Radial Distribution Function & Coordination¶

The radial distribution function (RDF) is the most fundamental structural descriptor for amorphous materials. It describes how atomic density varies as a function of distance from a reference atom.

Theory¶

Pair RDF¶

The partial radial distribution function \(g_{\alpha\beta}(r)\) for species \(\alpha\) and \(\beta\) is defined as:

\[ g_{\alpha\beta}(r) = \frac{V}{4\pi r^2 \Delta r \, N_\alpha N_\beta} \sum_{i \in \alpha} \sum_{j \in \beta} \delta(r - r_{ij}) \]

where \(V\) is the volume, \(N_\alpha\) and \(N_\beta\) are the number of atoms of each species, and \(\Delta r\) is the bin width.

In practice, we histogram pair distances into bins and normalize by the ideal gas density:

\[ g_{\alpha\beta}(r) = \frac{n_{\alpha\beta}(r)}{4\pi r^2 \Delta r \, \rho_\beta} \]

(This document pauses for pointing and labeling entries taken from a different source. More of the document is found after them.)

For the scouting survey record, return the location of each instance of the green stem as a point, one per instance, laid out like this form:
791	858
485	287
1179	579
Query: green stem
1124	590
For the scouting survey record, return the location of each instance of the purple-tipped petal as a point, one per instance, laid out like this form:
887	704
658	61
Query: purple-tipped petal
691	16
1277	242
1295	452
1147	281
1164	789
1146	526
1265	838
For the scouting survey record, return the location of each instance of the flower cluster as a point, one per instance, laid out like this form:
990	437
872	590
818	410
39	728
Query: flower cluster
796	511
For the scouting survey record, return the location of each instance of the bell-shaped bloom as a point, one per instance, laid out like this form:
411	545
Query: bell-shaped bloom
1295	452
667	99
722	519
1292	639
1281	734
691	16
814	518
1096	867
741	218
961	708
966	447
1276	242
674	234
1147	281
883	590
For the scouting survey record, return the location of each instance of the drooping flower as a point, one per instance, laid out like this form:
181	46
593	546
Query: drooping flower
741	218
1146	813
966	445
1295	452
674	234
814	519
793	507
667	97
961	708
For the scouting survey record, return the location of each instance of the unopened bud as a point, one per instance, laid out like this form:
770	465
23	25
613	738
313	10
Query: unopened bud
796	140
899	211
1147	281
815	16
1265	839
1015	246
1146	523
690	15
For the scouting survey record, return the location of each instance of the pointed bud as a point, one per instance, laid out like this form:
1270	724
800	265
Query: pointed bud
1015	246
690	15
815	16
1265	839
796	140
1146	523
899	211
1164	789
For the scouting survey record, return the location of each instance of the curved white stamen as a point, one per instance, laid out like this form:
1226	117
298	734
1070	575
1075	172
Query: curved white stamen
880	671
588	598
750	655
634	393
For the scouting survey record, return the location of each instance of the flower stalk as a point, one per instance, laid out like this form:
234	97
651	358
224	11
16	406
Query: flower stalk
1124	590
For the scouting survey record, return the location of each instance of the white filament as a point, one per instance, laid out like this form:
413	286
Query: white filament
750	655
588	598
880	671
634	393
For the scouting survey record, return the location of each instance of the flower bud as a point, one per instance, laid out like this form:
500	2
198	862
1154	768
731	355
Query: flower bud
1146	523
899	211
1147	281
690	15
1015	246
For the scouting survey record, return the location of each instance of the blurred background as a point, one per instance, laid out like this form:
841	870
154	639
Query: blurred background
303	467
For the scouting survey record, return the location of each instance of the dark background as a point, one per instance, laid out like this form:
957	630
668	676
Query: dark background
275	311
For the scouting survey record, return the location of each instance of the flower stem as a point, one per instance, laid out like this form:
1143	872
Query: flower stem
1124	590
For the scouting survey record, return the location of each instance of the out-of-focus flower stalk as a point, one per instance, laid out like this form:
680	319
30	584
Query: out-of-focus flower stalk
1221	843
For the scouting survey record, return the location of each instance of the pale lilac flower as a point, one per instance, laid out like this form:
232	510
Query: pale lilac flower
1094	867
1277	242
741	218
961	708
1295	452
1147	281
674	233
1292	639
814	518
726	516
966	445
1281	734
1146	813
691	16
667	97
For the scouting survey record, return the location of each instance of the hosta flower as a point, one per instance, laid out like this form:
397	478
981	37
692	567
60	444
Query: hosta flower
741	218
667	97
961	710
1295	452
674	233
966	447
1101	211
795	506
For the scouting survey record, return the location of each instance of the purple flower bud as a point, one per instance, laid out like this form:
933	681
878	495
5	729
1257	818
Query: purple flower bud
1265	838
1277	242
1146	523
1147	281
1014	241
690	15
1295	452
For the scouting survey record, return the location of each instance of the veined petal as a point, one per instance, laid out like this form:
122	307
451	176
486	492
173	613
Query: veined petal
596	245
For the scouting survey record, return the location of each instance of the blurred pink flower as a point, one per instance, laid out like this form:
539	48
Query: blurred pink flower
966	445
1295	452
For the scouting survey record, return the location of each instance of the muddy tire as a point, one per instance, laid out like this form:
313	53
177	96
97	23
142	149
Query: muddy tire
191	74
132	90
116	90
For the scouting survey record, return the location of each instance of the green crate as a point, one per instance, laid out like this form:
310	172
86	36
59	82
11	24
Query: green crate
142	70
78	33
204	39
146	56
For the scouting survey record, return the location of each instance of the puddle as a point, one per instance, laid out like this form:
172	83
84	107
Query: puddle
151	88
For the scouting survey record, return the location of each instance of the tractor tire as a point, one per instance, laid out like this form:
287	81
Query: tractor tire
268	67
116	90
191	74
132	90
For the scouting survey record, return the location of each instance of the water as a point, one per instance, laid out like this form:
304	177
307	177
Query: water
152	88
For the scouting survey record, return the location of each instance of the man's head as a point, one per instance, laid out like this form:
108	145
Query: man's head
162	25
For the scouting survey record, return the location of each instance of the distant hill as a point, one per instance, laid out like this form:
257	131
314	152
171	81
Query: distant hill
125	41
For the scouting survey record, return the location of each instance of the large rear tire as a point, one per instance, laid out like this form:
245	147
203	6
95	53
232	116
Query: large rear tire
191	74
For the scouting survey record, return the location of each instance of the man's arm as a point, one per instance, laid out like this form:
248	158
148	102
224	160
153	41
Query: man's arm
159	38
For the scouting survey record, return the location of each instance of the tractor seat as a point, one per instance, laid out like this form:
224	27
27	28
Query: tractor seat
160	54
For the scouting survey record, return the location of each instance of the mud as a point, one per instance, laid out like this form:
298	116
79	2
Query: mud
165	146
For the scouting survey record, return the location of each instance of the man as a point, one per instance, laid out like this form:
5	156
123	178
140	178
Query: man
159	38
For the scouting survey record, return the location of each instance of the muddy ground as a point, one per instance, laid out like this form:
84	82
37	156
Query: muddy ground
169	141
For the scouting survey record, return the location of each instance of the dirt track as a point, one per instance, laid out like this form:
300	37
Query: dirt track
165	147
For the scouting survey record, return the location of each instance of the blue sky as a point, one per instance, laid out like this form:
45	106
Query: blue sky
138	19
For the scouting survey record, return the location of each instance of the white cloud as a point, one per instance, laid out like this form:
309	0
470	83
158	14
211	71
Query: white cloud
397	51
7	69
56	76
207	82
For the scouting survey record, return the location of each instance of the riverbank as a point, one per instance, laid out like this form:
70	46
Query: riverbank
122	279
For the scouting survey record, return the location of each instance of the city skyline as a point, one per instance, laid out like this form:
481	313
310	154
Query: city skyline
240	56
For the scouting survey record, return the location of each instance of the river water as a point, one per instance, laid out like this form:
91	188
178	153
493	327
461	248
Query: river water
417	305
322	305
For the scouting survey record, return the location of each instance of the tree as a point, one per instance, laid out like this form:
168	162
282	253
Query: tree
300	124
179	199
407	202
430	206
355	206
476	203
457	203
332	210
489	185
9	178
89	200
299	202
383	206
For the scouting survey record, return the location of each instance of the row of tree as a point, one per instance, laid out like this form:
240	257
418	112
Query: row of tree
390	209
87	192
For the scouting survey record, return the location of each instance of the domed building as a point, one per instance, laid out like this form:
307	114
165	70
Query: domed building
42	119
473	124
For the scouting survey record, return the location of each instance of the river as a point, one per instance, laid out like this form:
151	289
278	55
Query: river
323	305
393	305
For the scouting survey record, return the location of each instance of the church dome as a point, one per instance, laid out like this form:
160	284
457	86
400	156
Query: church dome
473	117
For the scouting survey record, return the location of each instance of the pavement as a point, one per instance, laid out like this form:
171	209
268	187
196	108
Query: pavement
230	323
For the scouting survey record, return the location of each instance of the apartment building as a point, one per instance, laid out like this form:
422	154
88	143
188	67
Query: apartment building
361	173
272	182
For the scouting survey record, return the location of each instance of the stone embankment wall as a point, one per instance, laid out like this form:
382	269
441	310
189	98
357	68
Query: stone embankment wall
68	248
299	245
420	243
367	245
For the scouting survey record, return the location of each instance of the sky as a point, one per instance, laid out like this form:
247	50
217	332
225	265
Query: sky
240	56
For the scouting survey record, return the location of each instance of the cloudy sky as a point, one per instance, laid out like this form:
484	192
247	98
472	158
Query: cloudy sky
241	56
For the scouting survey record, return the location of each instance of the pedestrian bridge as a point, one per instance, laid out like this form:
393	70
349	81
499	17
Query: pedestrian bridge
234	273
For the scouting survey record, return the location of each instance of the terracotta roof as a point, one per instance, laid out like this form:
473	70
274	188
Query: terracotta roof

where \(n_{\alpha\beta}(r)\) is the number of \(\beta\) atoms in the shell \([r, r + \Delta r)\) around each \(\alpha\) atom, and \(\rho_\beta = N_\beta / V\) is the number density of species \(\beta\).

Interpretation¶

\(g(r) = 1\) → atoms are at the same density as the average
\(g(r) > 1\) → atoms are more likely to be found at this distance (peaks = coordination shells)
\(g(r) < 1\) → atoms are less likely to be found (troughs = exclusion zones)
\(g(r) \to 1\) as \(r \to \infty\) → long-range disorder (amorphous structure confirmed)

Running Coordination Number¶

The running coordination number \(n_{\alpha\beta}(R)\) counts the average number of \(\beta\) atoms within distance \(R\) of each \(\alpha\) atom:

\[ n_{\alpha\beta}(R) = 4\pi \rho_\beta \int_0^R g_{\alpha\beta}(r) \, r^2 \, dr \]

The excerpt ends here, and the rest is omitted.